Britain, Germany, Indonesia and Turkey are setting up an experts' group to suggest ways to boost global trade, Britain and Germany said on Sunday. The group's creation, announced after talks between British Prime Minister David Cameron and German Chancellor Angela Merkel, comes at a time when some economists fear that currency strains could escalate into trade wars.
-- Indonesia, Turkey also co-sponsor trade experts' group
The experts have been asked to make recommendations in early 2011 on boosting global trade in the short and medium term by tackling tariff, regulatory, administrative and physical barriers to trade.
"Trade is the engine of global growth.

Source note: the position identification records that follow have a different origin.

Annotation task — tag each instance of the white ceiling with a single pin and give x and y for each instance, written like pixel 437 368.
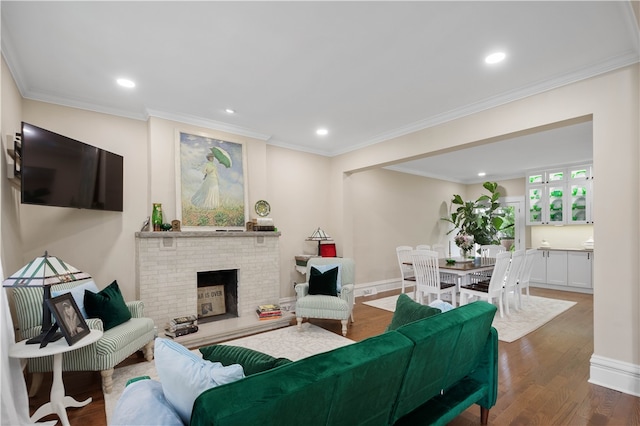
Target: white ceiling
pixel 367 71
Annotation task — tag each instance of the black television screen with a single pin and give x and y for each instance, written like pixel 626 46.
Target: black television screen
pixel 60 171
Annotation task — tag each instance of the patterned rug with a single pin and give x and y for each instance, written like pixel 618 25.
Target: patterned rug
pixel 285 342
pixel 536 312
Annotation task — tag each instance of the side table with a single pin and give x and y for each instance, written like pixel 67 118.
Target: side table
pixel 58 401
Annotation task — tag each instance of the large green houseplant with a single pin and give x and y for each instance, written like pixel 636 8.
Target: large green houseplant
pixel 480 219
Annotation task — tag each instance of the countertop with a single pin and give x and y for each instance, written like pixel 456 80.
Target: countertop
pixel 565 249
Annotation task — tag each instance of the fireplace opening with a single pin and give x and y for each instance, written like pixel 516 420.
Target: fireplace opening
pixel 217 295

That is why we have put boosting trade and tackling trade barriers high on our governments' agendas and want to see a strong political commitment to liberalising trade at the Seoul G20 summit," Cameron and Merkel said in a statement.
Leaders of the Group of 20 major economies meet in Seoul on November 11-12.
The experts' group will be led by Peter Sutherland, a former head of the World Trade Organisation, and Jagdish Bhagwati, a trade expert and professor at New York's Columbia University.
It will include experts from advanced, emerging and developing economies, including G20 members Germany, Britain, Indonesia and Turkey, which are co-sponsoring the group.
The EU has set a goal of completing the Doha round of global trade talks in 2011, according to a draft document obtained by Reuters this month.
Cameron and Merkel underlined that open markets and free trade should be at the heart of the global economic recovery, according to Cameron's spokesman.
G20 finance ministers agreed this month to shun competitive currency devaluations but stopped short of setting targets to reduce trade imbalances that cloud global growth prospects.
In talks at the British prime minister's residence at Chequers outside London, Cameron updated Merkel on the probe into package bombs from Yemen intercepted in Dubai and Britain.
Germany's federal crime office said it had tipped British authorities about the parcel bomb found in Britain.
Merkel and Cameron agreed to maintain close counter-terrorism co-operation.
The two leaders also agreed on the need for restraint in European Union spending, Cameron's spokesman said.
"The 2011 EU budget should increase by no more than 2.9 percent and the EU budget in future years should reflect the spending cuts that national governments were having to make," the spokesman said, summarising the leaders' discussion.
Cameron claimed a victory last week when he won support from France, Germany and others at a European Union summit to limit the rise in next year's EU budget to 2.9 percent, lower than the 5.9 percent increase backed by the European Parliament.
But more important from the British government's point of view is to build alliances with other EU states to fight an increase in the EU's long-term budget.
Britain, slashing spending at home to rein in a record peacetime budget deficit, wants a cut in the EU's long-term spending for 2014-2020, on which talks are just beginning.
Merkel and Cameron also called on Iran to return to negotiations on its nuclear programme, Cameron's spokesman said.